2004-06-29 22:06:04 | 読んだもの(書籍)
○的場昭弘編著『<帝国>を考える』双風舎 2004.10

 7人の社会科学者が「<帝国>を考える」と題して行った連続講演の記録。7人とは、編者の的場昭弘のほか、宇波彰、藤原帰一、中村政則、鳴瀬成洋、尹健次、後藤晃である。

 このうち、私が(著書もお人柄も)存じ上げているのは藤原先生だけである。なので、藤原先生の名前に惹かれて本書を購入したわけだが、初めて触れた6人の著者は、それぞれ個性的で面白かった。

 的場昭弘さんの「ネグりとハートの<帝国>とは何か」では、大著「帝国」の内容と、その登場が持っている意味を概観できる。さまざまな論者がこの本を引用しているのを聞いたけれど、最後に聖フランチェスコが出てくるなんて初めて知った。

 宇波彰さんは、本書の執筆陣の中では比較的年長だと思われるが、「メディア・カルチャーに抗して」と題し、国家とマスメディアという、古くて新しい問題を扱っている。

 尹健次さんの「朝鮮半島と<日本>」は、本書の中ではやや異色である。他の論者にとって<帝国>は第一義的にアメリカのことであるが、尹さんはむしろ、朝鮮半島に対して日本人が持っている<帝国>意識を問題の主眼としている。

 (北朝鮮の日本人拉致について)「どうしてそうなったのか、そうされたのか、ということを考える回路を、一応は持ったほうがいい」という発言は、多くの日本人の反発を買うだろうが、私は聞くべき意見だと思う。

 それは、9.11がテロリストの許されない犯罪であるとしても、同時に、なぜ彼らはそこまでアメリカを憎むのか?という疑問を忘れないことと同じである。

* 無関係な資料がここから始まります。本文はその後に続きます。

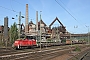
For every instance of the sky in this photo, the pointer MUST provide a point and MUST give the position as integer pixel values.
(74, 14)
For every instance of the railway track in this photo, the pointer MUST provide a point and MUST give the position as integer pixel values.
(35, 54)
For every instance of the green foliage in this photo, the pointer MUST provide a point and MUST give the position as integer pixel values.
(13, 33)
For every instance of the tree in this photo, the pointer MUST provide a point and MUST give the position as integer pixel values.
(13, 33)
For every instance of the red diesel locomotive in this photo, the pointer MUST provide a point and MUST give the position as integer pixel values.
(29, 42)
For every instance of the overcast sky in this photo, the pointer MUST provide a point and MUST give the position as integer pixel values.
(74, 14)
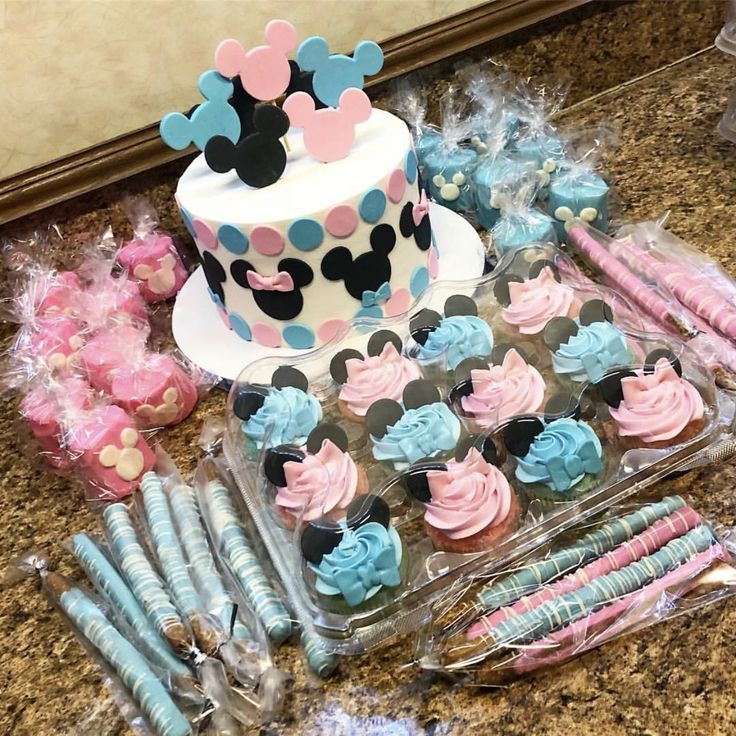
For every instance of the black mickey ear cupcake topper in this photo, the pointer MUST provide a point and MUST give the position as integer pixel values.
(259, 158)
(320, 537)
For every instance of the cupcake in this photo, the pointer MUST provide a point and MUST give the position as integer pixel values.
(423, 427)
(469, 504)
(451, 338)
(557, 459)
(281, 414)
(321, 482)
(654, 406)
(494, 393)
(359, 562)
(529, 305)
(383, 374)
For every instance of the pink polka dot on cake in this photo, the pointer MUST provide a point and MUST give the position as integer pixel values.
(433, 263)
(398, 303)
(205, 234)
(341, 221)
(267, 240)
(266, 335)
(329, 328)
(396, 185)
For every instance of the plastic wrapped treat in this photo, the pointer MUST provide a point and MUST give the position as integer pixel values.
(630, 570)
(449, 166)
(151, 256)
(109, 452)
(477, 463)
(154, 389)
(520, 223)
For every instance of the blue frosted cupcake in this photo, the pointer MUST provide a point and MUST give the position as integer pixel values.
(446, 341)
(281, 414)
(585, 348)
(557, 459)
(423, 427)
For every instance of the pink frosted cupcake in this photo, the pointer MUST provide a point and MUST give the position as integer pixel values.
(321, 482)
(529, 305)
(654, 406)
(498, 392)
(469, 504)
(383, 374)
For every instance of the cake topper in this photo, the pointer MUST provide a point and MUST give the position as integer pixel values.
(334, 73)
(264, 70)
(214, 117)
(330, 133)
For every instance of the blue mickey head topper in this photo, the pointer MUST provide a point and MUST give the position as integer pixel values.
(334, 73)
(213, 117)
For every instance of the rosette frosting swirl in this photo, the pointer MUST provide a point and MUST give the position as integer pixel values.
(365, 560)
(426, 431)
(502, 391)
(657, 406)
(460, 336)
(536, 301)
(596, 348)
(287, 416)
(376, 377)
(469, 496)
(561, 454)
(319, 484)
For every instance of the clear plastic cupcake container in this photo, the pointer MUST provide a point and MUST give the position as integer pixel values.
(375, 501)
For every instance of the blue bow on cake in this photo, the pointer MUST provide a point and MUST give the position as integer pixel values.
(354, 584)
(374, 298)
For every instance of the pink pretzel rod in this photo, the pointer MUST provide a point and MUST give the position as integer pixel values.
(624, 279)
(573, 640)
(697, 294)
(660, 533)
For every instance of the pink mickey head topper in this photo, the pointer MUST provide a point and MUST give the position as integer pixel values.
(329, 133)
(264, 71)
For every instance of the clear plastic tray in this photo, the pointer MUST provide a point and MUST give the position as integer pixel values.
(430, 571)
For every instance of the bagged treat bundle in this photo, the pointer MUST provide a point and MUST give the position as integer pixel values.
(448, 168)
(380, 469)
(633, 568)
(151, 257)
(520, 223)
(411, 105)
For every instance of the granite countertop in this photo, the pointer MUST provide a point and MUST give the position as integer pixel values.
(677, 677)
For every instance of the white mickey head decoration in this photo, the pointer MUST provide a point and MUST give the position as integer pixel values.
(568, 217)
(160, 280)
(127, 460)
(164, 413)
(449, 191)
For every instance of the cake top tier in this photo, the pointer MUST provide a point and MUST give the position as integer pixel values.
(307, 185)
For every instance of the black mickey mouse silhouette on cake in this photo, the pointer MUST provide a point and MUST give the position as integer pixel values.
(278, 296)
(369, 271)
(259, 158)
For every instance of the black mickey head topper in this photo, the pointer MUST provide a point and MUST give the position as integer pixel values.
(369, 271)
(278, 296)
(277, 457)
(249, 398)
(427, 320)
(259, 159)
(386, 413)
(651, 360)
(320, 537)
(376, 344)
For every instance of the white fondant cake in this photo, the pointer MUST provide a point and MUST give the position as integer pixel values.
(289, 263)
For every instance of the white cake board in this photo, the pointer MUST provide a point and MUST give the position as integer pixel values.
(203, 337)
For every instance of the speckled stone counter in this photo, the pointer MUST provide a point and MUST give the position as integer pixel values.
(674, 678)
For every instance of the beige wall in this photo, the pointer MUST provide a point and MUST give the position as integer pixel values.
(77, 72)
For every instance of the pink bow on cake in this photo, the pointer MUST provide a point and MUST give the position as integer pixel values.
(282, 281)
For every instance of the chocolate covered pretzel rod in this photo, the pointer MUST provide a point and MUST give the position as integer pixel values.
(146, 689)
(656, 536)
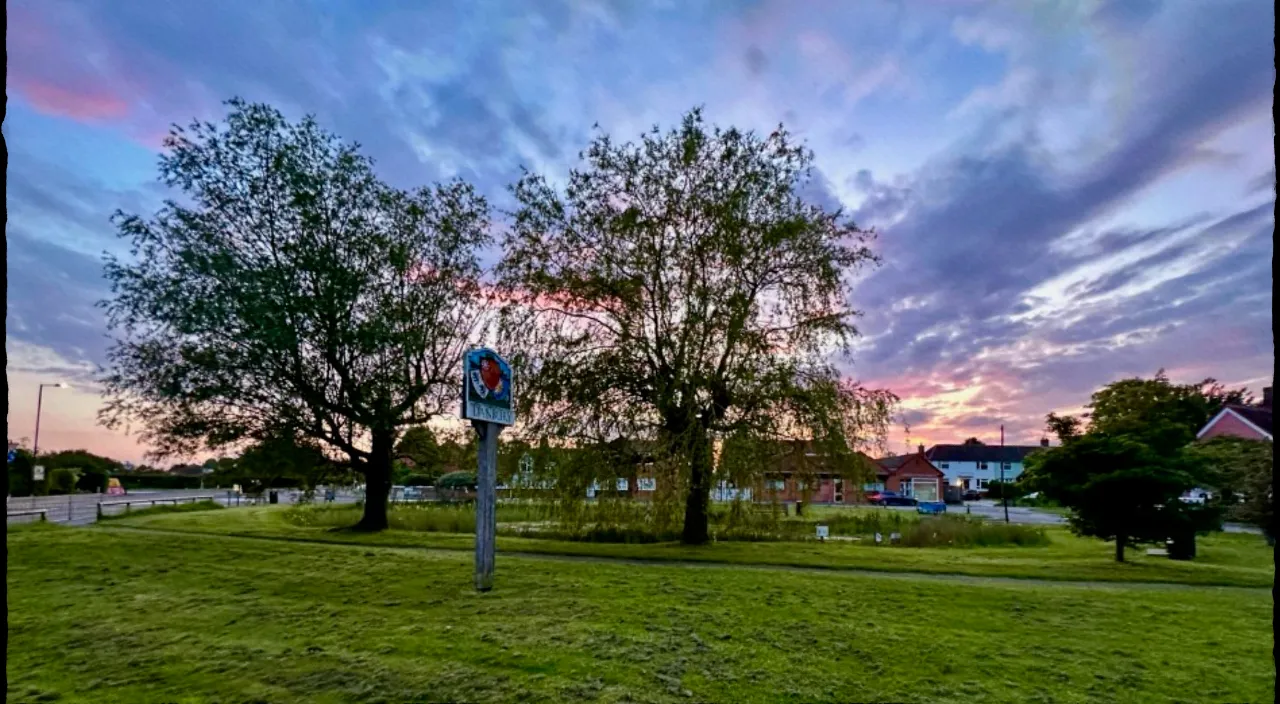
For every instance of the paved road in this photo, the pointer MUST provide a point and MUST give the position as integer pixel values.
(1023, 515)
(82, 508)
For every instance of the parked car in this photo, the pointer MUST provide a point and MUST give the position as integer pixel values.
(894, 498)
(931, 507)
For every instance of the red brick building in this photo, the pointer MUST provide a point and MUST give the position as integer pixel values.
(1252, 423)
(906, 474)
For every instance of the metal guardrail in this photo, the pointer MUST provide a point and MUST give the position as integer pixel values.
(128, 504)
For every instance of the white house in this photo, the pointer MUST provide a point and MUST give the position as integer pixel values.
(973, 466)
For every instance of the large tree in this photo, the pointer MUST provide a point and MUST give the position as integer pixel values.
(291, 292)
(681, 289)
(1139, 405)
(1120, 488)
(1242, 471)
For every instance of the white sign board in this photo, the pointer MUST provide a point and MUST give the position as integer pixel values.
(487, 393)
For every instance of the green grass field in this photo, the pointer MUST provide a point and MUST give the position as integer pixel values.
(112, 615)
(1225, 560)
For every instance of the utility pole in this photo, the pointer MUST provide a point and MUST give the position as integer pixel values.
(1004, 490)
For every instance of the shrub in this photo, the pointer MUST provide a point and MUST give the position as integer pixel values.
(999, 490)
(63, 481)
(159, 510)
(963, 533)
(457, 480)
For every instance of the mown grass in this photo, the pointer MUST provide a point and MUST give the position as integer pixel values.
(108, 615)
(1225, 560)
(165, 510)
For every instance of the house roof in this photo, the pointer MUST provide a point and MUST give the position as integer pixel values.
(1257, 416)
(979, 453)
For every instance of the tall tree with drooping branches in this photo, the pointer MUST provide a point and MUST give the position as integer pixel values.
(680, 289)
(291, 292)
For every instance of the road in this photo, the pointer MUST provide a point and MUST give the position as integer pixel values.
(993, 511)
(83, 508)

 なお、本書は、2003年秋に神奈川大学が実施した神奈川区民大学連続講座の記録だという。大学の公開講座にもピンからキリまであるものだが、本書の論考は、いずれも、平易な語りかけの中に著者の真摯な姿勢が感じられ、読み応えがある。おそらく、よい聴衆と、よいコーディネーターにめぐまれたのだろう。

 大学の「知」が、このように市民と交わる場を持つのはたいへん重要なことだと思う。その成功例の1冊としても本書を推奨したい。